Thus, the US pivot to Asia surely has much to do with China’s thrust into disputed waters.  At the same time, as Carl Thayer observes, the Chinese probably realize that aggressive behavior can only “stoke the anxieties” of most ASEAN members and push them closer to the US.[iv] Vietnam in particular is a weak link for China: It is one of the few ASEAN members without any sort of military arrangement with the US, a situation that could change if Beijing isn’t careful.  Hopefully, the Chinese will fulfill their commitment to withdraw the oil rig in mid-August, allowing ongoing Vietnam-China talks, which have been extensive during these months, to defuse tensions.  Vietnam did its part by cracking down on the demonstrators; the next step is up to China, which so far has not gone beyond saying (as Xi Jinping did recently) that Asians can peacefully resolve their own problems.[v]

 

In a statement issued after a meeting of ASEAN foreign ministers on May 10, the claimants were urged “to avoid actions which could undermine peace and stability in the area” and to “refrain from taking actions that would further escalate tension.  ASEAN, however, lacks the unity or the political weight to push the disputing parties to the bargaining table.  The Philippines and Vietnam often find themselves at odds with their ASEAN partners when it comes to developing a unified position on the South China Sea.  Offending China is unacceptable to some members, such as Cambodia.  China’s insistence on dealing with the dispute bilaterally, refusing to  “internationalize” or “ASEAN-ize” it, compounds and takes advantage of ASEAN’s disunity, pitting the members against one another.  Completion of a PRC-ASEAN code of conduct is crucial, but over the last fifteen years the SCS dispute has proved too big an obstacle to overcome.[vi]  The closest the parties have come was in July 2011 when China and ASEAN agreed on  Guidelines to Implement the Declaration of Conduct of Parties to the South China Sea, a declaration that had been agreed upon in November 2002.  The declaration not only is nonbinding; it only discusses confidence-building measures rather than conflict prevention or resolution.  Thus, concrete measures to implement basic principles of peaceful behavior are lacking.[vii]

 

The very least all parties to the SCS dispute must accomplish is to avoid actions that dangerously alter the status quo and reaffirm the peaceful resolution of disputes.
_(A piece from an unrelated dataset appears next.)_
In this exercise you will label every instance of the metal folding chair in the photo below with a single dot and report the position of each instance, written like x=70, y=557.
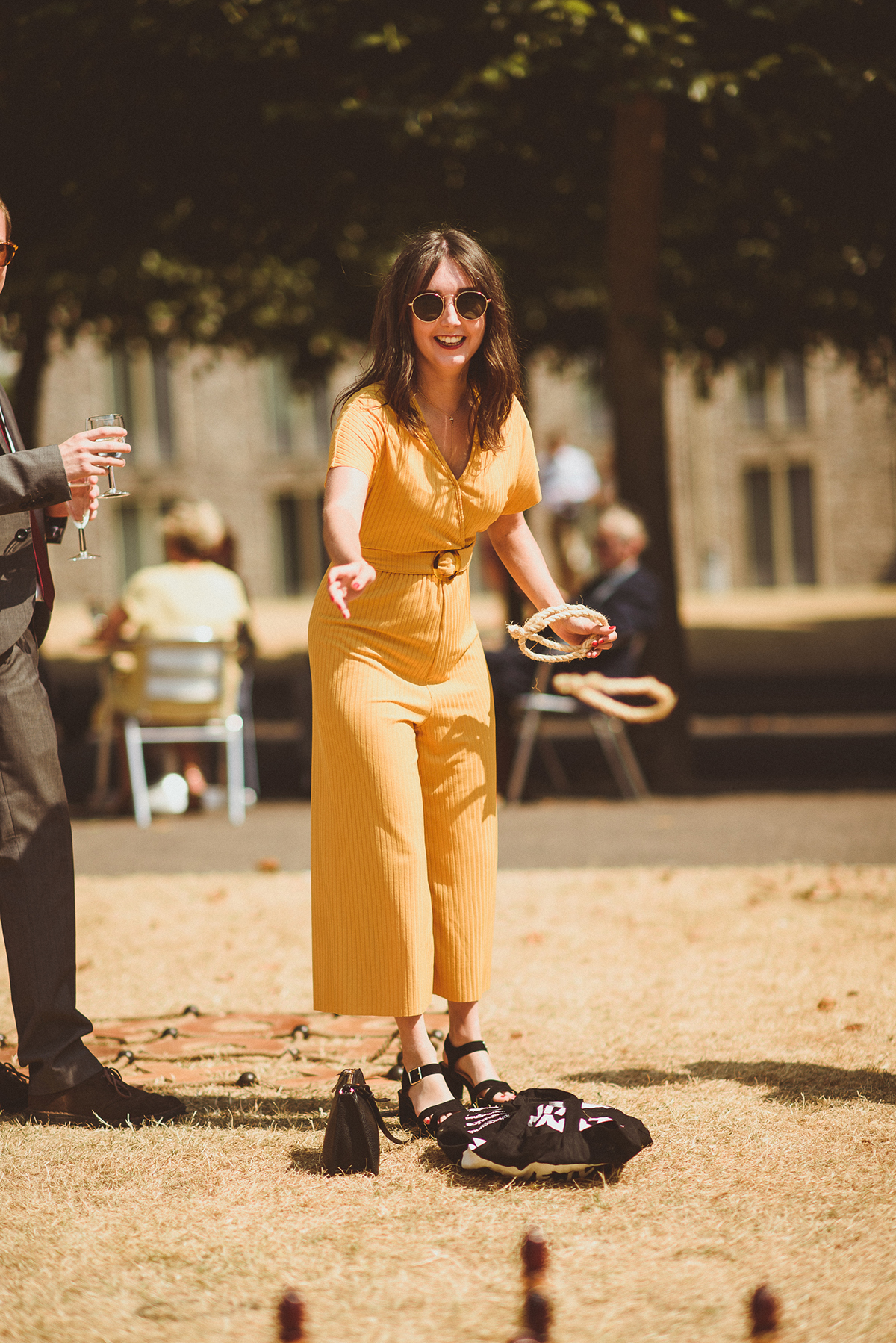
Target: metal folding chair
x=178, y=692
x=568, y=718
If those principles were accepted, China would have to withdraw its oil rig to commonly accepted waters, all the parties would have to withdraw vessels and personnel from the islands except as commonly agreed upon, and all would have to suspend contract or other arrangements for oil and gas exploration.  They would have to sit down and talk through additional ways to avoid conflict, including setting aside claims to territory, whether based on history or otherwise.  Some formula for joint (as China proposed in 1992) or clearly demarcated exploitation of undersea resources would need to be devised and, when carried out, be monitored, such as by joint patrolling of ships and planes.  Agreement should be obtained on prior notification of military exercises or other significant movements of personnel or equipment.[viii]

 

The United States needs to be careful about its involvement in the dispute.  Putting it in the context of alliance politics antagonizes China and, more importantly, may create exaggerated expectations of direct intervention should the dispute take another violent turn. After all, the United States has multiple naval and air facilities at its disposal all over East Asia, whereas China has neither allies nor overseas bases. Obama has already possibly put US forces in harm’s way in the Senkakus/Diaoyudao dispute by accepting that the US-Japan Security Treaty covers those islands even though the US takes no (formal) position on sovereignty.  The Philippines in particular may see an opportunity for “extended deterrence” here.  To be sure, in Southeast Asia the desire has been expressed for some time that the US strengthen regional relationships so that China’s rise can be more effectively managed.  But that view is not meant to suggest a US military confrontation with China.[ix]   Having a larger nonmilitary presence in East Asia is one thing, backing friendly countries’ territorial claims with force, real or promised, is quite another.

 

The United States cannot be an honest broker in the SCS dispute.  Nor can it effectively preach freedom of navigation when its ships are monitoring Chinese naval activities in Hainan and elsewhere along China’s coastline.  Washington’s influence might be most effective if it continued to encourage a diplomatic resolution, along the lines of Deng Xiaoping’s position of long ago on Diaoyudao: shelve the sovereignty issue and undertake joint exploration of resources.  Washington should also acknowledge the importance of reaching agreement on a code of conduct (including one that the US itself could later sign), and should finally ratify the UN Convention on the Law of the Sea.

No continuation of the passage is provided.